With the rising complexity of numerous novel applications that serve our modern society comes the strong need to design efficient computing platforms. Designing efficient hardware is, however, a complex multi-objective problem that deals with multiple parameters and their interactions. Given that there are a large number of parameters and objectives involved in hardware design, synthesizing all possible combinations is not a feasible method to find the optimal solution. One promising approach to tackle this problem is statistical modeling of a desired hardware performance. Here, we propose a model-based active learning approach to solve this problem. Our proposed method uses Bayesian models to characterize various aspects of hardware performance. We also use transfer learning and Gaussian regression bootstrapping techniques in conjunction with active learning to create more accurate models. Our proposed statistical modeling method provides hardware models that are sufficiently accurate to perform design space exploration as well as performance prediction simultaneously. We use our proposed method to perform design space exploration and performance prediction for various hardware setups, such as micro-architecture design and OpenCL kernels for FPGA targets. Our experiments show that the number of samples required to create performance models significantly reduces while maintaining the predictive power of our proposed statistical models. For instance, in our performance prediction setting, the proposed method needs 65% fewer samples to create the model, and in the design space exploration setting, our proposed method can find the best parameter settings by exploring less than 50 samples.

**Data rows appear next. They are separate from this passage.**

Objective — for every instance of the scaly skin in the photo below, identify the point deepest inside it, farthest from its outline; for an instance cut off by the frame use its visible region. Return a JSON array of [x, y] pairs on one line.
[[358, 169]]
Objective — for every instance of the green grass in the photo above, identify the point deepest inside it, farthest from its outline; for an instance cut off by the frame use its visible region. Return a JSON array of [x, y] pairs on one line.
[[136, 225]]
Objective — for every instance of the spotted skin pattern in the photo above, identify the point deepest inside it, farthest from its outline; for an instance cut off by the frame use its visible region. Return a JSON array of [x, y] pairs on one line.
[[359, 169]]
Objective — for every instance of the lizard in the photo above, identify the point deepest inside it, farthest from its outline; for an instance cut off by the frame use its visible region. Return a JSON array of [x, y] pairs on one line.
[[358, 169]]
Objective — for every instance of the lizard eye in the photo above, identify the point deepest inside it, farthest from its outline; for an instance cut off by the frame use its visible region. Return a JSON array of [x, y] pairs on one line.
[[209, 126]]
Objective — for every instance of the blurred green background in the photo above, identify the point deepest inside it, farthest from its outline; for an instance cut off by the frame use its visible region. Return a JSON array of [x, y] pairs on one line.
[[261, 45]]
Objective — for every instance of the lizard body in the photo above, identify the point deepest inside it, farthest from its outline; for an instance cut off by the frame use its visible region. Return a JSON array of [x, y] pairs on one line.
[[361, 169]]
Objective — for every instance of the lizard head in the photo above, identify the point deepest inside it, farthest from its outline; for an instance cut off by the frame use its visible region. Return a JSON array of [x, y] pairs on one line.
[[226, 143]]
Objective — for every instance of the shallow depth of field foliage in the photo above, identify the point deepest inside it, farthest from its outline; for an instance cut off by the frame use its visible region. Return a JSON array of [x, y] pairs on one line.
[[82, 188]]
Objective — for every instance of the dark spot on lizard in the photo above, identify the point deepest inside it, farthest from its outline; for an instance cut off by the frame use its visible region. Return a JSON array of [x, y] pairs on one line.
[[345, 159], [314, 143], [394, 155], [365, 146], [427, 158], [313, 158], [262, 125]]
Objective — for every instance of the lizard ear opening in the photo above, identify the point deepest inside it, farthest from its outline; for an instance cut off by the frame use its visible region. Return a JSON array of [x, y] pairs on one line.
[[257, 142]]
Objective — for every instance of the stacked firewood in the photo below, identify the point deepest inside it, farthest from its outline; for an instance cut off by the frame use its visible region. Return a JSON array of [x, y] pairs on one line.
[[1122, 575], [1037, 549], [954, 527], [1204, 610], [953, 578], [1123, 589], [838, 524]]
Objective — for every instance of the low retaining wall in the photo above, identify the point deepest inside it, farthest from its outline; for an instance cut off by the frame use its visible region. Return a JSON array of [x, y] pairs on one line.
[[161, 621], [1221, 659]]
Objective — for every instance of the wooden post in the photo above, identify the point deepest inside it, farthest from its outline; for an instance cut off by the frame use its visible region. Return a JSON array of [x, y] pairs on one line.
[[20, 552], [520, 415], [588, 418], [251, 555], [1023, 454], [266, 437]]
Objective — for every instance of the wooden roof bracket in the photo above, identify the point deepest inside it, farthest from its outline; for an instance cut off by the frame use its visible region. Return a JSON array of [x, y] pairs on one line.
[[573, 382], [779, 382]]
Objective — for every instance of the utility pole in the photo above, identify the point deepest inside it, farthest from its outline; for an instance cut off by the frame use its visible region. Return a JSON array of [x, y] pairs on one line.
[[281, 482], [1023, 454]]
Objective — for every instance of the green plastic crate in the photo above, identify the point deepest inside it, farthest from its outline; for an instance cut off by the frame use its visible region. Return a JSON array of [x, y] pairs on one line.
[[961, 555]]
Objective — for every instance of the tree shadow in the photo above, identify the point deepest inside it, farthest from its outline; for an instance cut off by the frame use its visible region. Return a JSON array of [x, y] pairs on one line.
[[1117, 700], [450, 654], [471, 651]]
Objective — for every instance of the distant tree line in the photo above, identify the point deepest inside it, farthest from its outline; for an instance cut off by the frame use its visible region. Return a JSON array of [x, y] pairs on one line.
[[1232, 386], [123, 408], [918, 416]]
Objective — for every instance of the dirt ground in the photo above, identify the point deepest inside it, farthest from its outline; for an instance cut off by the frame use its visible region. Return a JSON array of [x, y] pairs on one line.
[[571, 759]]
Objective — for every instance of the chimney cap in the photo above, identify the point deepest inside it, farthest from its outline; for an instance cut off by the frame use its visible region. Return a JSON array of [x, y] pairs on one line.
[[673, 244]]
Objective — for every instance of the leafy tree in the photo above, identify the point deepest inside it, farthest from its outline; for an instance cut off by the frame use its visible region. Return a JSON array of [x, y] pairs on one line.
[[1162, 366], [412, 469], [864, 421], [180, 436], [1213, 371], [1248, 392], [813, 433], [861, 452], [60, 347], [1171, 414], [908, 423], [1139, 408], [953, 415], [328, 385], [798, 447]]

翻译：随着服务于现代社会的众多新兴应用日益复杂，对高效计算平台的需求愈发迫切。然而，设计高效硬件是一个复杂的多目标优化问题，涉及多个参数及其相互影响。考虑到硬件设计中涉及大量参数与目标，穷举所有可能的组合并非寻找最优解的可行方法。解决这一问题的有效途径之一是对目标硬件性能进行统计建模。本文提出了一种基于模型的主动学习方法来解决该问题。所提方法利用贝叶斯模型刻画硬件性能的多个方面，并结合迁移学习与高斯回归自助采样技术，通过主动学习构建更精确的模型。该方法生成的硬件模型具有足够精度，可同时进行设计空间探索与性能预测。我们将其应用于多种硬件场景（如微架构设计与面向FPGA目标的OpenCL内核）的设计空间探索与性能预测。实验表明，在保持统计模型预测能力的前提下，构建性能模型所需的样本量显著减少。例如，在性能预测场景中，所提方法构建模型所需的样本量减少65%；在设计空间探索场景中，所提方法通过探索不足50个样本即可找到最优参数配置。